IMA accepts technically sound and scientifically rigorous research in the interdisciplinary field of imaging, including relevant algorithmic research and hardware and software development, and their applications relevant to medical research. The journal provides a platform to publish original research in structural and functional imaging.
The journal is also open to imaging studies of the human body and on animals that describe novel diagnostic imaging and analyses methods. Technical, theoretical, and clinical research in both normal and clinical populations is encouraged. Submissions describing methods, software, databases, replication studies as well as negative results are also considered.

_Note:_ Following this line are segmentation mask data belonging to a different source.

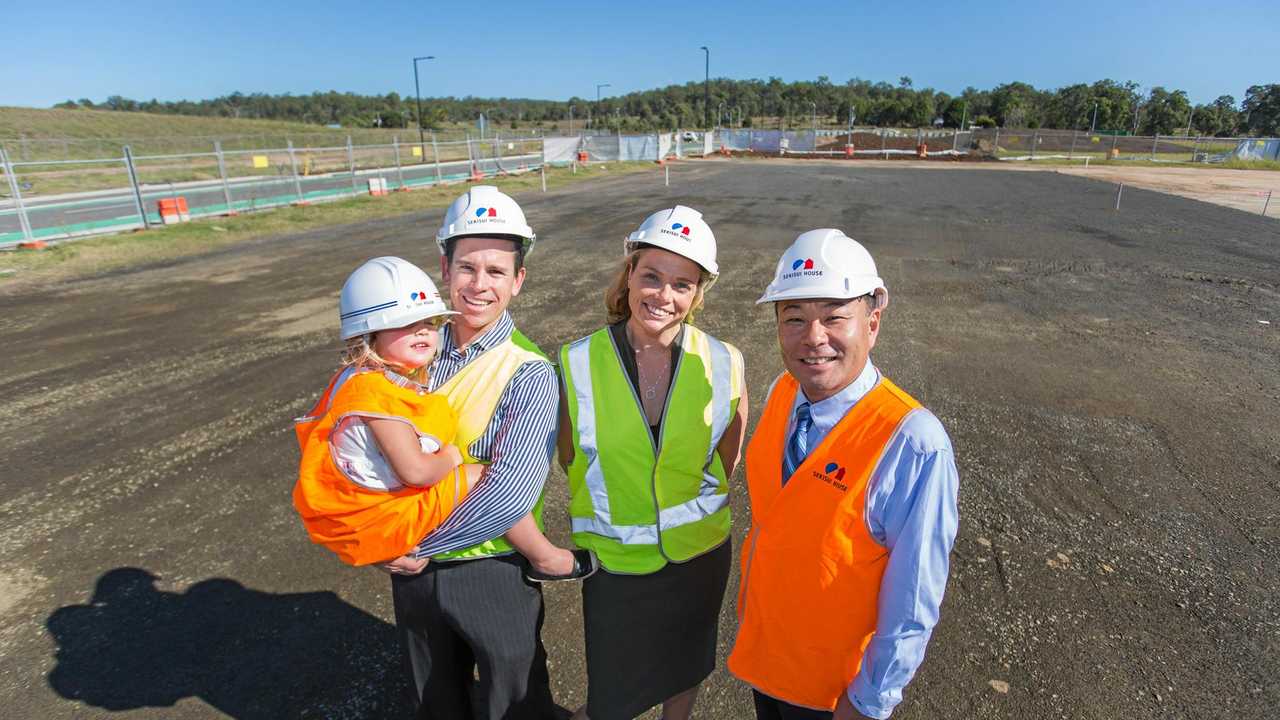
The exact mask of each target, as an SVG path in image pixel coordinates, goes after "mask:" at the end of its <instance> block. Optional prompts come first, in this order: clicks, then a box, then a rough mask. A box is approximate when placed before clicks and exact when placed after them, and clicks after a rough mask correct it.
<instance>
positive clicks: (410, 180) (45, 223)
mask: <svg viewBox="0 0 1280 720" xmlns="http://www.w3.org/2000/svg"><path fill="white" fill-rule="evenodd" d="M540 161H541V158H540V156H539V155H517V156H511V158H504V159H502V160H493V159H484V160H480V161H479V163H477V167H479V169H480V172H483V173H485V174H486V176H493V174H497V173H498V172H500V170H507V172H509V170H515V169H517V168H520V167H521V165H525V167H536V164H538V163H540ZM402 172H403V177H404V184H406V186H408V187H419V186H428V184H433V183H435V182H436V178H438V177H439V178H443V179H445V181H449V179H460V178H465V177H467V176H468V174H470V172H471V164H470V163H468V161H466V160H463V161H453V163H440V167H439V170H436V167H435V165H434V164H424V165H408V167H404V168H403V170H402ZM378 177H381V178H385V179H387V186H388V188H389V190H396V188H397V187H399V184H401V179H399V178H401V174H399V173H398V172H397V170H396V168H394V167H392V168H381V169H376V170H357V172H356V176H355V178H353V177H352V174H351V173H329V174H323V176H310V177H303V178H300V179H298V183H297V184H294V182H293V178H292V177H291V176H285V177H279V178H268V179H262V178H260V177H253V178H238V179H236V181H232V182H230V183H229V184H228V188H227V190H225V191H224V188H223V183H221V182H220V181H204V182H191V183H177V184H174V186H172V187H170V186H143V192H142V200H143V205H145V208H146V211H147V215H148V219H150V222H152V223H159V222H160V214H159V210H157V201H159V200H163V199H166V197H174V196H182V197H186V199H187V205H188V208H189V209H191V213H192V215H216V214H224V213H227V209H228V206H230V208H233V209H234V210H236V211H242V213H243V211H252V210H255V209H264V208H274V206H278V205H287V204H289V202H294V201H297V200H300V191H301V199H302V200H306V201H321V200H326V199H333V197H340V196H343V195H351V193H353V192H360V193H364V192H367V191H369V186H367V179H369V178H378ZM228 192H229V195H230V205H228V202H227V196H228ZM23 205H24V206H26V209H27V215H28V219H29V222H31V227H32V231H33V234H35V237H37V238H55V237H65V236H68V234H77V233H93V232H110V231H115V229H127V228H133V227H140V225H141V224H142V220H141V218H140V217H138V211H137V204H136V200H134V197H133V192H132V191H131V190H129V188H127V187H125V188H119V190H114V191H102V192H92V193H76V195H55V196H47V197H33V199H24V201H23ZM22 238H23V236H22V225H20V222H19V218H18V213H17V209H15V208H14V204H13V201H12V200H5V201H0V246H4V245H12V243H14V242H18V241H20V240H22Z"/></svg>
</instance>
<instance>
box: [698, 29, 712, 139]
mask: <svg viewBox="0 0 1280 720" xmlns="http://www.w3.org/2000/svg"><path fill="white" fill-rule="evenodd" d="M700 50H701V51H703V53H707V68H705V74H704V76H703V115H704V117H703V122H704V123H705V124H707V127H710V124H712V49H710V47H708V46H705V45H703V46H701V47H700Z"/></svg>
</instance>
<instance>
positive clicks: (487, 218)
mask: <svg viewBox="0 0 1280 720" xmlns="http://www.w3.org/2000/svg"><path fill="white" fill-rule="evenodd" d="M474 214H475V217H474V218H467V227H471V225H484V224H488V223H500V222H502V219H500V218H499V217H498V209H497V208H476V209H475V211H474Z"/></svg>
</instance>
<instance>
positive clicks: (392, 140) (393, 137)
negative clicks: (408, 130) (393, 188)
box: [392, 135, 408, 190]
mask: <svg viewBox="0 0 1280 720" xmlns="http://www.w3.org/2000/svg"><path fill="white" fill-rule="evenodd" d="M392 149H394V150H396V176H397V177H399V179H401V186H399V188H401V190H408V187H406V186H404V168H402V167H401V164H399V136H398V135H394V136H392Z"/></svg>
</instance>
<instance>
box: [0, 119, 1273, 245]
mask: <svg viewBox="0 0 1280 720" xmlns="http://www.w3.org/2000/svg"><path fill="white" fill-rule="evenodd" d="M246 137H257V138H259V141H261V140H262V138H265V137H266V136H246ZM246 137H241V138H230V140H229V142H228V145H230V146H228V145H224V143H223V141H221V140H212V141H209V143H207V147H205V149H202V150H200V151H184V152H157V151H156V150H157V149H159V147H161V146H163V145H157V143H155V142H152V143H151V145H150V146H148V150H147V151H146V152H138V151H137V149H136V147H133V146H128V145H127V146H123V147H120V149H119V154H118V155H116V154H110V155H104V156H77V158H64V159H52V158H33V155H36V152H35V151H33V150H32V149H31V147H28V151H27V158H28V159H26V160H23V159H20V158H15V156H14V155H13V150H12V143H10V145H9V146H6V145H5V143H0V172H3V174H4V177H3V178H0V247H4V246H12V245H15V243H20V242H32V241H36V240H59V238H68V237H77V236H84V234H95V233H104V232H119V231H125V229H133V228H147V227H151V225H152V224H165V223H173V222H182V220H183V219H189V218H198V217H209V215H227V214H238V213H252V211H257V210H264V209H270V208H279V206H284V205H306V204H310V202H321V201H326V200H337V199H342V197H351V196H356V195H365V193H370V195H381V193H385V192H390V191H398V190H412V188H415V187H426V186H434V184H440V183H451V182H462V181H467V179H479V178H484V177H494V176H500V174H507V173H520V172H526V170H531V169H538V168H539V167H541V165H544V164H552V165H568V164H575V163H609V161H636V160H643V161H660V160H666V159H680V158H699V156H707V155H712V154H714V152H721V151H723V152H749V154H750V152H759V154H767V155H796V156H827V158H841V156H842V158H850V159H855V158H881V159H892V158H909V156H914V158H937V156H942V158H952V159H961V158H972V159H997V160H1009V161H1018V160H1028V161H1030V160H1066V161H1073V163H1074V161H1080V163H1083V164H1085V165H1087V164H1088V163H1089V161H1093V160H1129V161H1133V160H1143V161H1153V163H1224V161H1228V160H1234V159H1239V160H1251V161H1252V160H1277V159H1280V140H1276V138H1207V137H1179V136H1156V137H1137V136H1108V135H1098V133H1088V132H1074V131H1039V129H1005V128H984V129H970V131H957V129H948V128H928V129H925V128H847V129H844V131H836V129H809V131H782V129H751V128H719V129H717V131H708V132H699V131H676V132H668V133H648V135H622V133H599V132H596V133H591V132H586V133H581V135H576V136H568V137H538V136H532V137H531V136H522V137H502V136H500V135H495V136H493V137H488V138H474V137H465V138H463V140H442V138H438V137H435V136H434V135H433V136H425V135H424V136H421V137H410V138H402V137H401V136H397V135H392V136H390V137H389V141H384V140H388V138H387V137H385V136H379V135H375V136H371V137H372V138H374V140H375V141H376V142H365V143H357V142H356V141H355V137H353V136H352V135H348V136H342V137H340V141H337V142H335V137H334V136H333V135H317V136H316V137H301V138H298V141H296V140H294V138H293V137H283V138H282V140H283V142H282V143H280V145H279V146H275V147H260V146H259V147H252V149H244V147H241V145H243V143H247V142H251V141H250V140H246ZM303 140H324V141H326V142H325V143H310V142H303ZM404 140H407V141H404ZM67 142H68V143H69V142H72V141H67ZM184 142H189V138H188V140H187V141H184ZM77 152H79V150H73V149H72V146H70V145H67V147H65V149H64V154H68V155H76V154H77ZM45 155H47V152H45ZM1260 199H1261V200H1260V201H1261V204H1262V208H1263V209H1262V211H1263V214H1266V211H1267V208H1270V206H1271V197H1270V195H1266V196H1265V197H1263V196H1261V195H1260ZM1251 205H1252V202H1251ZM1272 211H1275V209H1272Z"/></svg>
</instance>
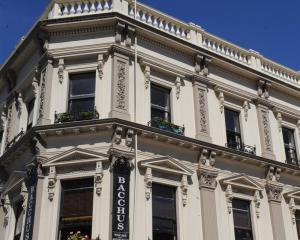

The scope of the journal includes, but is not limited to, the following in the context of biomedical research:
Imaging and neuro-imaging modalities: structural MRI, functional MRI, PET, SPECT, CT, ultrasound, EEG, MEG, NIRS etc.;
Neuromodulation and brain stimulation techniques such as TMS and tDCS;
Software and hardware for imaging, especially related to human and animal health;
Image segmentation in normal and clinical populations;
Pattern analysis and classification using machine learning techniques;
Computational modeling and analysis;
Brain connectivity and connectomics;
Systems-level characterization of brain function;
Neural networks and neurorobotics;
Computer vision, based on human/animal physiology;
Brain-computer interface (BCI) technology;
Big data, databasing and data mining.